Motion Marionette: Rethinking Rigid Motion Transfer via Prior Guidance
Haoxuan Wang, Jiachen Tao, Junyi Wu, Gaowen Liu, Ramana Rao Kompella, Yan Yan
TL;DR
Motion Marionette tackles rigid motion transfer from a source monocular video to a single-view target image by introducing a spatial-temporal (SpaT) prior that is shared across objects and independent of absolute geometry. It lifts both source and target into a 3D Gaussian Splatting (3DGS) space, extracts motion trajectories, and derives a velocity field $\mathcal{V}(t,\mathcal{G})=\{\boldsymbol{v}_t\}_{t=1}^{T-1}$ to drive motion via Euler integration $\boldsymbol{\mu}_{t+1}=\boldsymbol{\mu}_t+\boldsymbol{v}_t$, with corrections from Position-Based Dynamics to maintain coherence. The SpaT prior is constructed through a two-stage process: dense foreground trajectory sampling and Umeyama-based rigid alignment to obtain $\mathbf{R}_t$ and $\boldsymbol{\delta}_t$, forming a transferable descriptor of relative spatial changes over time.
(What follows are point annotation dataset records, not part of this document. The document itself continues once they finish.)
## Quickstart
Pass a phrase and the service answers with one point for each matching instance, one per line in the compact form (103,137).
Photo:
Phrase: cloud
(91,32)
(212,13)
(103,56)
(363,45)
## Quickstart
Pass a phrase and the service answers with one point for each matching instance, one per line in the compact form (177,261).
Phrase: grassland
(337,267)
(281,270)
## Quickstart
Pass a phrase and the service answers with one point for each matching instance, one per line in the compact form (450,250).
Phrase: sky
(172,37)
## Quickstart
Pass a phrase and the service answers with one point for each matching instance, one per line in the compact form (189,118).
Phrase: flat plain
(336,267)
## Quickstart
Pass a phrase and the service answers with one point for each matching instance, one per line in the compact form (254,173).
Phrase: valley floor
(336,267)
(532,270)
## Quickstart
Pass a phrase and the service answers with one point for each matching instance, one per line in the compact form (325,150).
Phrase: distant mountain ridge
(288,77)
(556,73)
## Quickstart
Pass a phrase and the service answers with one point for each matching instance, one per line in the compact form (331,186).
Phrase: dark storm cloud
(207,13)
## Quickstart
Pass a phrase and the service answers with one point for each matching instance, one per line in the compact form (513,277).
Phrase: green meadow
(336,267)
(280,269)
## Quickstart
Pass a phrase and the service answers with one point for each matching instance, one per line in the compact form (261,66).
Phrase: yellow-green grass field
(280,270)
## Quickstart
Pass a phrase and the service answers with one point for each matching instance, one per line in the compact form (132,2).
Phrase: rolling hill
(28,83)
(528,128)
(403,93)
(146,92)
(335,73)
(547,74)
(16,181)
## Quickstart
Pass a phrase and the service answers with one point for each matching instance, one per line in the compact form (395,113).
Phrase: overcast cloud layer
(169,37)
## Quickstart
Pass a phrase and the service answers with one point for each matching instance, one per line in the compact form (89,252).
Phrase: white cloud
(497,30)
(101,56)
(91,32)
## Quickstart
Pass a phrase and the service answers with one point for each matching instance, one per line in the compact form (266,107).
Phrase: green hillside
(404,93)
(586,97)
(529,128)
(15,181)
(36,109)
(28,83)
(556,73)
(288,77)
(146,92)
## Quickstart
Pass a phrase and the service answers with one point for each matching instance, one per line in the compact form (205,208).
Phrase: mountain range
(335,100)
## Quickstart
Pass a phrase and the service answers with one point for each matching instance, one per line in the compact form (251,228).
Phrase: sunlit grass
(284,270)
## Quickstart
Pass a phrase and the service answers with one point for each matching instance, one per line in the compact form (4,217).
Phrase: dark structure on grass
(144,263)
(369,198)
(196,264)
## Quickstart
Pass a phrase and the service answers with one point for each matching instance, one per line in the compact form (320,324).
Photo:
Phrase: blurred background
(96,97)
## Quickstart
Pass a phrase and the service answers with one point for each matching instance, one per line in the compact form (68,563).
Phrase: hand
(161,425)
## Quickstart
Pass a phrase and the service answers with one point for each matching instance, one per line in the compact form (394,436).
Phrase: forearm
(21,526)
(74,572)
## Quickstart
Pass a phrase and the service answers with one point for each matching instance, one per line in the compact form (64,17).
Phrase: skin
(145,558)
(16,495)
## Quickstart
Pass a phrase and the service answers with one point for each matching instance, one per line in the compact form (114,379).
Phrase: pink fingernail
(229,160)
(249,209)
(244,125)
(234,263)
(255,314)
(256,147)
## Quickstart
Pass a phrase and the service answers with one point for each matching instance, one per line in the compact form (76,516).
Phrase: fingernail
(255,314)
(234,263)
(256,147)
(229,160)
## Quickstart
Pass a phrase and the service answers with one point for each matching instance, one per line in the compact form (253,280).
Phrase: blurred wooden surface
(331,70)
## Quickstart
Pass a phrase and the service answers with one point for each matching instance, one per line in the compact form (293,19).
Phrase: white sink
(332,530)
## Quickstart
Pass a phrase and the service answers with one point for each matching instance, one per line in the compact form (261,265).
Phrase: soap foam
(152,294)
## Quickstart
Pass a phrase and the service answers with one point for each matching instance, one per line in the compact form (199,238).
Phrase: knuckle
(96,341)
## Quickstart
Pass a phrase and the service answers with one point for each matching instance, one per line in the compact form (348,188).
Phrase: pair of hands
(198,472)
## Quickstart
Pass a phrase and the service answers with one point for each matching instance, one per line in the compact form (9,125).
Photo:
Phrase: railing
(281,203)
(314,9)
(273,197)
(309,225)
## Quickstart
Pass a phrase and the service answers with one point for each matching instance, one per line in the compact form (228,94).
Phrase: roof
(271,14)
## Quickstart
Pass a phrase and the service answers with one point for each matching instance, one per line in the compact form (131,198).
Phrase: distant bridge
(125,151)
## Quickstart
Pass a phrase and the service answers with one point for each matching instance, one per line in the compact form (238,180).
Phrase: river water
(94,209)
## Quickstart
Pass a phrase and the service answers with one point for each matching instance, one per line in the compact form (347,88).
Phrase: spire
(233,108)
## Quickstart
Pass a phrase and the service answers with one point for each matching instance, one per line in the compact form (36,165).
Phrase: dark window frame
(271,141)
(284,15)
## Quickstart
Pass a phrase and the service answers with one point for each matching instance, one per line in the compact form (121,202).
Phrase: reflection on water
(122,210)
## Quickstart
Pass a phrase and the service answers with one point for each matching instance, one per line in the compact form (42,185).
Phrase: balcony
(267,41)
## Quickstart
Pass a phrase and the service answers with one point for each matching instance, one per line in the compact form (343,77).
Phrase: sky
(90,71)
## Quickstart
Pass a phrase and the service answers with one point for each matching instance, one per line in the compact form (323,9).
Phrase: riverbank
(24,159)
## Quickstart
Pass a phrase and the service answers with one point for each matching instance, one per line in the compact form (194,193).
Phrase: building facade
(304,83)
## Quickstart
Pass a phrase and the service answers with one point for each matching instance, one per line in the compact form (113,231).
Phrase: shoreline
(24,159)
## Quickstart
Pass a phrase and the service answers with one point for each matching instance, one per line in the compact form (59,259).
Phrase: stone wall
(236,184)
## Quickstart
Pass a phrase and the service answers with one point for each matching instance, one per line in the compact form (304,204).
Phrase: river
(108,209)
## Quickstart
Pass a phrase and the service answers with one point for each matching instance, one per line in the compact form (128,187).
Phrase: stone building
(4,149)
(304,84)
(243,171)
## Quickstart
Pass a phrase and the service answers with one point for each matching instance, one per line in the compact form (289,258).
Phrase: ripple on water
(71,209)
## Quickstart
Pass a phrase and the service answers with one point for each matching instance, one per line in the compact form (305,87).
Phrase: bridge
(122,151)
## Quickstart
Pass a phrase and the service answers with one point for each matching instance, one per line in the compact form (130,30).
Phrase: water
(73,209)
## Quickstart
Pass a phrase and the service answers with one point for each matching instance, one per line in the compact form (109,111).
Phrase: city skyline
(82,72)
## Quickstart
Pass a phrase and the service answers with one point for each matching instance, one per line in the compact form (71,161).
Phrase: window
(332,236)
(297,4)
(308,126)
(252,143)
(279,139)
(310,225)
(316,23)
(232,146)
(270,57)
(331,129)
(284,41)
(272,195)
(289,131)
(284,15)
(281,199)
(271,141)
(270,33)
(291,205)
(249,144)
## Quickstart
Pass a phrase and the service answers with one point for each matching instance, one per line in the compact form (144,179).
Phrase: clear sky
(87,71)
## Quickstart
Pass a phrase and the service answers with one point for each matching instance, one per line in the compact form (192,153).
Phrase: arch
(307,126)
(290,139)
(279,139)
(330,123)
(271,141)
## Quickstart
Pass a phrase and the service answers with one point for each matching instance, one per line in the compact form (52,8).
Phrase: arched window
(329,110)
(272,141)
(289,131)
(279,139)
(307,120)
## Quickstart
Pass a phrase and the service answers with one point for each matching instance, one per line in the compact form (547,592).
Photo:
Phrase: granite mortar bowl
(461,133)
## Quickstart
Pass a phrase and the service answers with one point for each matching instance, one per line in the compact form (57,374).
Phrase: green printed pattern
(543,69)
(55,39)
The framework enables controllable video generation by manipulating the velocity field and camera poses, producing arbitrary-length sequences with diverse viewpoints while maintaining geometric consistency, and experiments show strong generalization across object types and temporal coherence compared to priors-based baselines.
Abstract
We present Motion Marionette, a zero-shot framework for rigid motion transfer from monocular source videos to single-view target images. Previous works typically employ geometric, generative, or simulation priors to guide the transfer process, but these external priors introduce auxiliary constraints that lead to trade-offs between generalizability and temporal consistency. To address these limitations, we propose guiding the motion transfer process through an internal prior that exclusively captures the spatial-temporal transformations and is shared between the source video and any transferred target video. Specifically, we first lift both the source video and the target image into a unified 3D representation space. Motion trajectories are then extracted from the source video to construct a spatial-temporal (SpaT) prior that is independent of object geometry and semantics, encoding relative spatial variations over time. This prior is further integrated with the target object to synthesize a controllable velocity field, which is subsequently refined using Position-Based Dynamics to mitigate artifacts and enhance visual coherence. The resulting velocity field can be flexibly employed for efficient video production. Empirical results demonstrate that Motion Marionette generalizes across diverse objects, produces temporally consistent videos that align well with the source motion, and supports controllable video generation.